Formula used: ${{E}_{i}}=\dfrac{hc}{\lambda }$

In the question we are given that light of wavelength $5000\overset{{}^\circ }{\mathop{\text{A}}}\,$ falls on a sensitive plate with photoelectric work function of $1.9eV$, so first of all we will find the energy of the light by using the formula,
${{E}_{i}}=\dfrac{hc}{\lambda }$ …………………(i)
Where, $\lambda$ is the wavelength of the light, c is velocity if light and h is the plank constant.

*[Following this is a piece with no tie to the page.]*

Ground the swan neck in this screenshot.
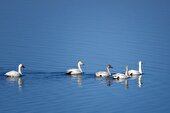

Now, in question it is given that wavelength of light is $5000\overset{{}^\circ }{\mathop{\text{A}}}\,$and in order to find the incident energy in terms of electron volt the value of $hc$ can be given as 12375. So, on substituting the values in equation (i) we will get,
${{E}_{i\left( eV \right)}}=\dfrac{hc}{\lambda }=\dfrac{12375}{5000\times {{10}^{-10}}}=2.475eV$
Now, we will find the maximum kinetic energy emitted by the proton by taking the difference of electron energy and proton energy as,
${{\alpha }_{\max }}={{E}_{i\left( eV \right)}}-\varphi$
${{\alpha }_{\max }}=2.475-1.9=0.575eV\cong 0.58eV$.
Thus, maximum kinetic energy can be given as $0.58eV$.
Hence, option (a) is the correct answer.

Note: Students might forget to convert the incident energy into electron volt energy and due to that they might not get the desired answer. Students should also know the values of Planck’s constant and velocity of light to convert it into electron volt energy.